And if his boss, Gilead Jackson, had had anything to do with it, Curtis would have been kicked off campus right after they
lost the first two games of the season.

He unclipped his phone from his belt and pulled up the team’s last season stats. He shook his head, shut down the Internet,
and turned the phone off. Team stats, team needs, team issues, and team problems. It seemed as if that was all he and Maurice
dealt with. He closed his eyes and felt these words from 1 John 2 being spoken directly to his heart.

“Stop loving this evil world and all that it offers you, for when you love the world, you show that you do not have the love
of the Father in you. For this world offers only the lust for physical pleasure, the lust for everything we see, and pride
in our possessions. These are not from the Father: They are from this evil world. And this world is fading away, along with
everything it craves. But if you do the will of God, you will live forever.”

Curtis didn’t know why he was remembering, word for word, this scripture his grandmother had e-mailed him a week ago. Gran
Gran was very concerned that the things of this world held way too much appeal to him over the things of God. He tried to
deny that claim. But now, sitting here consumed with wanting to beat out all of the other teams in the Southeastern Negro
Athletic Conference (SNAC), he knew that his mind and heart were completely absorbed with the things of this world. Curtis
sighed and looked up at the sky, blinking back tears that came from the double-edged sword of conviction from the Word. What
was wrong with him—a grown-tailed man sniffling up like a lil’ wimp.
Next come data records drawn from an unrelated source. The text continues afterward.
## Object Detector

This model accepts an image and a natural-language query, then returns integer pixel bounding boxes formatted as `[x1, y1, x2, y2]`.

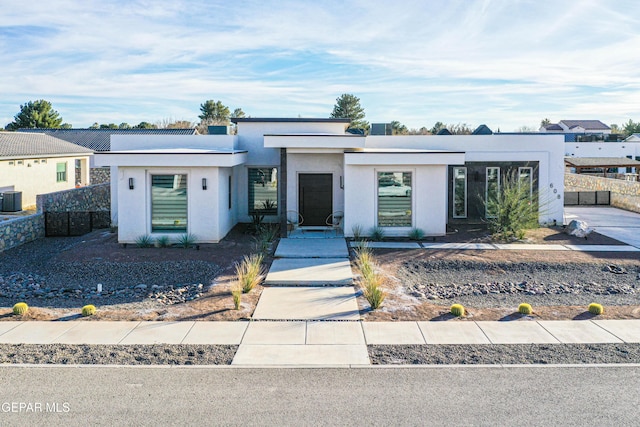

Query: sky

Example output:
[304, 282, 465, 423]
[0, 0, 640, 132]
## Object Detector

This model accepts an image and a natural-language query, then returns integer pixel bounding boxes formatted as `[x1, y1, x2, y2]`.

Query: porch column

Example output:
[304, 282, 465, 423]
[278, 148, 287, 238]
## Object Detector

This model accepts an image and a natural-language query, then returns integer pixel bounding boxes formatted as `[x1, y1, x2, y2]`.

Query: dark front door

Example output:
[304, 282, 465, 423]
[298, 173, 333, 226]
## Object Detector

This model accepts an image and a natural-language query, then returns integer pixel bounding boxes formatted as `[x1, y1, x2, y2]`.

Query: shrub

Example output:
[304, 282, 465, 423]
[451, 304, 465, 317]
[589, 302, 604, 315]
[409, 228, 424, 240]
[235, 254, 264, 294]
[369, 227, 384, 240]
[351, 224, 363, 240]
[13, 302, 29, 316]
[136, 234, 153, 248]
[178, 233, 196, 249]
[82, 304, 96, 317]
[484, 171, 539, 240]
[231, 286, 242, 310]
[518, 302, 533, 315]
[155, 236, 171, 248]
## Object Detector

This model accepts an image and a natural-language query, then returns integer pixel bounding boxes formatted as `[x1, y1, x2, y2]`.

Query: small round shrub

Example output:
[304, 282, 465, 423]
[82, 304, 96, 317]
[451, 304, 464, 317]
[518, 302, 533, 315]
[13, 302, 29, 316]
[589, 302, 604, 315]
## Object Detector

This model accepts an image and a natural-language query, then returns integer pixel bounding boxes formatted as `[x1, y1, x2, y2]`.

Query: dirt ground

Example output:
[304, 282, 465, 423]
[0, 226, 640, 321]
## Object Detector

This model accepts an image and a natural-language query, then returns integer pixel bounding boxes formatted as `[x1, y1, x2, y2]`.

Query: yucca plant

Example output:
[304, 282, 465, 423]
[82, 304, 96, 317]
[13, 302, 29, 316]
[589, 302, 604, 315]
[136, 234, 153, 248]
[518, 302, 533, 315]
[450, 304, 465, 317]
[235, 254, 264, 294]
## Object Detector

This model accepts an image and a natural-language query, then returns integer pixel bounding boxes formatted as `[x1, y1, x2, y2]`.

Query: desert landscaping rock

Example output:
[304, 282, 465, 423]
[398, 260, 640, 307]
[368, 344, 640, 365]
[0, 344, 238, 365]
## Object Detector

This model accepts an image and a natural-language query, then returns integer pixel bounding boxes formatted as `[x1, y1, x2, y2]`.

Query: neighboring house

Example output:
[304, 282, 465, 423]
[0, 132, 93, 207]
[18, 128, 198, 184]
[96, 118, 564, 243]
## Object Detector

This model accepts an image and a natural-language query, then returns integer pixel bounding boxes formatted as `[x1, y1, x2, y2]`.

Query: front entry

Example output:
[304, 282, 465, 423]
[298, 173, 333, 226]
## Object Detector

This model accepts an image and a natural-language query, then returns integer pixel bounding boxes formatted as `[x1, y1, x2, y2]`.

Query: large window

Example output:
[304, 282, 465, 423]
[151, 175, 187, 233]
[378, 172, 412, 227]
[56, 162, 67, 182]
[484, 167, 500, 218]
[249, 168, 278, 215]
[453, 167, 467, 218]
[518, 167, 533, 200]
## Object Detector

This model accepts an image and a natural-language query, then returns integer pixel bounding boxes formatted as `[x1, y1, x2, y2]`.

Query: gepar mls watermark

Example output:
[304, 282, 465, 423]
[0, 402, 71, 414]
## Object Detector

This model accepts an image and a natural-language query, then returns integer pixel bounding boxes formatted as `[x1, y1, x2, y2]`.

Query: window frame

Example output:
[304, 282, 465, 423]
[374, 169, 416, 230]
[452, 166, 469, 218]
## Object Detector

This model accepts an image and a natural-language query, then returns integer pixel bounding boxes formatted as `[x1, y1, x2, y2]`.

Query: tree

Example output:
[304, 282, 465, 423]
[391, 120, 409, 135]
[198, 99, 231, 126]
[5, 99, 62, 130]
[330, 93, 369, 130]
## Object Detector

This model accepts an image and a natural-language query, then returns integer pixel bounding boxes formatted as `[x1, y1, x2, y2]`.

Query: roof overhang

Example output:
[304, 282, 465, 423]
[344, 149, 465, 166]
[94, 149, 247, 167]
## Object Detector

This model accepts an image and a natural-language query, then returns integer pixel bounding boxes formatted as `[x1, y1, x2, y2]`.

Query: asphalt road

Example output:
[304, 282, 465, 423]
[0, 365, 640, 427]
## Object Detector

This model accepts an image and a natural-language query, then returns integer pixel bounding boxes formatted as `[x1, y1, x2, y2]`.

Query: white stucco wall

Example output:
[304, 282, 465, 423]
[116, 167, 233, 243]
[0, 156, 89, 208]
[344, 165, 447, 236]
[366, 134, 565, 223]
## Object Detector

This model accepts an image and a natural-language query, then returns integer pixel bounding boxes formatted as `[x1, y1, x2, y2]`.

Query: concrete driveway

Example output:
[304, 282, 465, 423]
[564, 206, 640, 248]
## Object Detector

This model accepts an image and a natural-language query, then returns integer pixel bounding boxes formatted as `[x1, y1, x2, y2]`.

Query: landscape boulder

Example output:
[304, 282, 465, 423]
[565, 219, 593, 239]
“So,” Maurice said, eyeing Curtis curiously and wondering what had caused this level of sorrow to come up on him like that.
“Are the stats for the mighty Fighting Panthers so bad I should dust off the old résumé?”

“I can’t believe you, the man of God, are talking that mess, Maurice,” Curtis admonished.

Maurice, like his boy Lamont Green’s brother James, was a brother strong in the Word and strong in faith in the Lord. And
Curtis always depended on him to see the problem through those lenses that most praying, faith-filled saints viewed the world
through. Curtis’s grandmother was like that. No matter what was going on, Doreatha Parker, or Gran Gran, always took the problem
to God, left her problem at the altar, praised God for his blessings in her life, and waited in perfect peace for the answer
to that prayer to become manifest.

Now here was Maurice, standing right in his face, blowing cigar circles out of his mouth, and acting like he didn’t need to
be combing through his Bible searching for a Word from the Lord about this dilemma.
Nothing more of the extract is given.